Sherry Helms, owner of Home Gallery across the street, said the Trojan Tavern is a good business neighbor, but that she had noticed a loitering problem in the past.
“Our business is not open when the Tavern is open but if I work late, then I can hear all the commotion outside,” Helms said.
Ziad Rollins, owner of Flo’s next door to the bar, said the business is a great neighbor.
“It brings in revenue for the city and community,” Rollins said. “Also, the Tavern brings in such a diverse crowd that there is a night for everyone to come in and enjoy a drink. It’s a place for the whole community.”
Rollins said there needs to be a strong bond between downtown businesses to present a unified front.
“It makes us all look bad in downtown if the businesses can’t get along and it will deter people from investing in businesses,” Rollins said. “We should discuss things business to business.”
Wood said at the council meeting that he does not want to shut down the tavern and is not seeking an adversarial relationship with Ewing.
“No one wants to see Von be anything but happy, healthy and successful,” Wood said. “We just want to use some common sense to resolve the issues … Respect, kindness and understanding for neighbors in general, our fellow man.

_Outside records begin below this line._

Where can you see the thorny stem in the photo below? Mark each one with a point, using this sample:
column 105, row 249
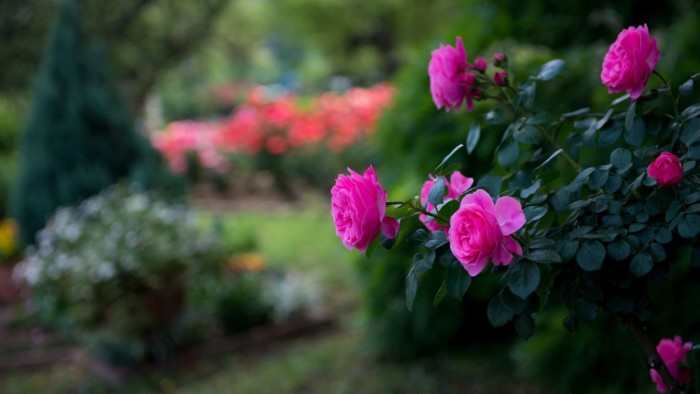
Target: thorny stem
column 554, row 142
column 670, row 92
column 654, row 361
column 417, row 208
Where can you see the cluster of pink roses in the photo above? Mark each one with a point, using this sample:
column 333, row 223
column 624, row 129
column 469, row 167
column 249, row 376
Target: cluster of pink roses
column 479, row 231
column 453, row 80
column 482, row 228
column 275, row 126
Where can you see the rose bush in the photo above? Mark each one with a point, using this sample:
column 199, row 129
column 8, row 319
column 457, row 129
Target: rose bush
column 586, row 209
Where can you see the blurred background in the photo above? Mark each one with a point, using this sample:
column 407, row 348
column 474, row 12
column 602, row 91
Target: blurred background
column 164, row 194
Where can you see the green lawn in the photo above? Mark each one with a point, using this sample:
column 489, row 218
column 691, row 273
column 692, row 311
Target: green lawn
column 333, row 361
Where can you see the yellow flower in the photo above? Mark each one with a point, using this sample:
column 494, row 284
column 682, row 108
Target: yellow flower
column 8, row 237
column 252, row 262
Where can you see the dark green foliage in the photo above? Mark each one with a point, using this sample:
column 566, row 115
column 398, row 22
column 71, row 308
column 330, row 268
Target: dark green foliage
column 77, row 138
column 240, row 308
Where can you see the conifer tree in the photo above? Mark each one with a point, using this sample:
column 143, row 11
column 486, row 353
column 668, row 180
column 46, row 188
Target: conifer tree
column 78, row 138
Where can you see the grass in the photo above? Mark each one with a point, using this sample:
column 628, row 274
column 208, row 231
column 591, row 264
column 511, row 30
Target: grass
column 334, row 361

This, as with most misunderstandings and problems, can be solved by working together.”
The portion of the city’s noise ordinance that applies to businesses is found in Sec. 14-7-b2 of the code of ordinances:
“It is hereby declared a nuisance and shall be unlawful to operate or play any radio, television, phonograph, musical instrument, or similar device which produces or reproduces sound, whether from a business or a residence, in such a manner as to be plainly audible at a distance of fifty (50) feet to any person in a commercial, residential, multi-family dwelling, or public place.”
A violation of the ordinance is punishable by a fine of up to $200.